Looking Forward: Bárðarbunga in 2015
Although the main episode of dyke propagation seems to be over (the study notes that dykes grew to lengths of 45km, much of it over a period of just two weeks) the eruption is still continuing at the time of writing.
Seismic activity has decreased in the four months of the eruption but continues at significant levels with three earthquakes of larger than M4.5 in the past week (there were 36 in the preceding 30 days). What happens next remains unclear.
In the past, such fissure eruptions have continued for many months and produced enormous quantities of lava (the eruption of Laki, in 1783-5, added an estimated 15 cubic km to the island and the 565 square km it covered dwarf the current output).

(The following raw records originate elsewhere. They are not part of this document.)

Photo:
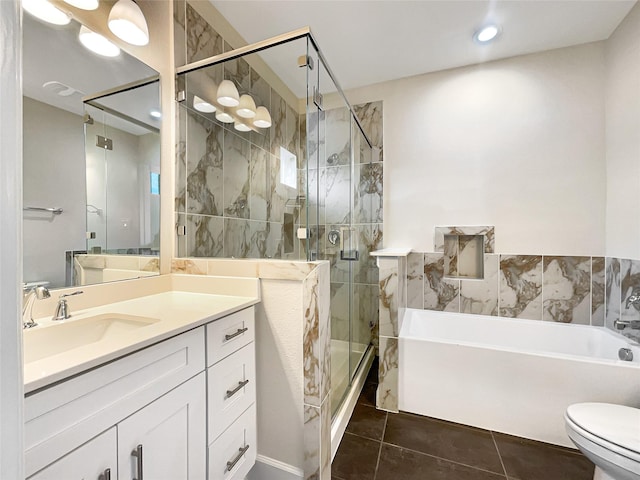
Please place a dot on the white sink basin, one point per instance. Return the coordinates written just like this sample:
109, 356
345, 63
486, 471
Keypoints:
60, 337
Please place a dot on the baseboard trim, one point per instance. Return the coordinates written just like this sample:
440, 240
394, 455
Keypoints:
270, 469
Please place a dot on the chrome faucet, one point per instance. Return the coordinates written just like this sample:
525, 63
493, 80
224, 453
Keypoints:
622, 324
62, 310
33, 294
634, 299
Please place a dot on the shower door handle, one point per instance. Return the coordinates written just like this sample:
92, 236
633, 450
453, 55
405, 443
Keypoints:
351, 255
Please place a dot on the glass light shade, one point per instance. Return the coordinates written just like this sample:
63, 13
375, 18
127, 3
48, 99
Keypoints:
486, 34
202, 106
262, 118
127, 22
46, 12
84, 4
228, 94
224, 117
97, 43
241, 127
247, 107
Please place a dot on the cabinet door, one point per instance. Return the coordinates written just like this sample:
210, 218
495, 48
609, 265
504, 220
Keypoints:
95, 460
166, 440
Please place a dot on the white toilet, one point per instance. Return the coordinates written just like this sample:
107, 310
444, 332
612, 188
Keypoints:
609, 435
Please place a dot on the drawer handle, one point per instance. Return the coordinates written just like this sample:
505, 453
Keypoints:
137, 453
233, 462
231, 393
234, 335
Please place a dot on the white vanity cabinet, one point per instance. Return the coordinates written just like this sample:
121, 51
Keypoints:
154, 414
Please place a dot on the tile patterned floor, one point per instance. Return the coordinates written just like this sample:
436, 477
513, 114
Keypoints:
403, 446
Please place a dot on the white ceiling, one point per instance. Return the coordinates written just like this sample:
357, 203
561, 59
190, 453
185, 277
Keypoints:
367, 42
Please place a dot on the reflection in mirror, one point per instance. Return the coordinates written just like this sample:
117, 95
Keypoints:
92, 152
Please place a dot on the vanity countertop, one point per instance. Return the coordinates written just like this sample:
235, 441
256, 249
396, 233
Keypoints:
169, 313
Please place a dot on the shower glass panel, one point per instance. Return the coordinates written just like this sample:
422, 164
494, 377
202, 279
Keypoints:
240, 191
288, 190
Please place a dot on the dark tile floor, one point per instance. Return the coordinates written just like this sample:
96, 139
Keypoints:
403, 446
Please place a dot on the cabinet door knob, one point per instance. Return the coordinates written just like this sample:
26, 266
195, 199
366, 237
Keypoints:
233, 462
234, 335
231, 393
137, 454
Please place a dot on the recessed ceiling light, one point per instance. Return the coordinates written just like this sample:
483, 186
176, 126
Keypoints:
45, 11
84, 4
97, 43
486, 34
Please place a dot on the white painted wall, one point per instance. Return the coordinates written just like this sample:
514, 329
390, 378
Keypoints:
11, 383
54, 176
516, 143
623, 138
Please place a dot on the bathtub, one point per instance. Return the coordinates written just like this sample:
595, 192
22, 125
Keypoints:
510, 375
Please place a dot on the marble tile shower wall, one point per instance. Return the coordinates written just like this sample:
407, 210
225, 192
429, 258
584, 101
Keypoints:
333, 173
228, 194
569, 289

In their most recent bulletin, issued on 19 December, Iceland’s civil authorities propose three ‘most likely scenarios’ — a continuation of the eruption ‘for many months’; lengthening of the fissure below the icecap; or an eruption within the volcano itself. Either of the latter two would be expected to produce extensive flooding and the third has potential to produce volcanic ash.
The authorities don’t, however, indicate a degree of likelihood for any of the options and note that “other scenarios cannot be excluded.” Whatever volcanologists have learned — and continue to learn — from the ongoing eruption, there are still things we don’t know about its future development and its longevity. But it may well be that the eruption at Bárðarbunga continues to feature in science news in 2015.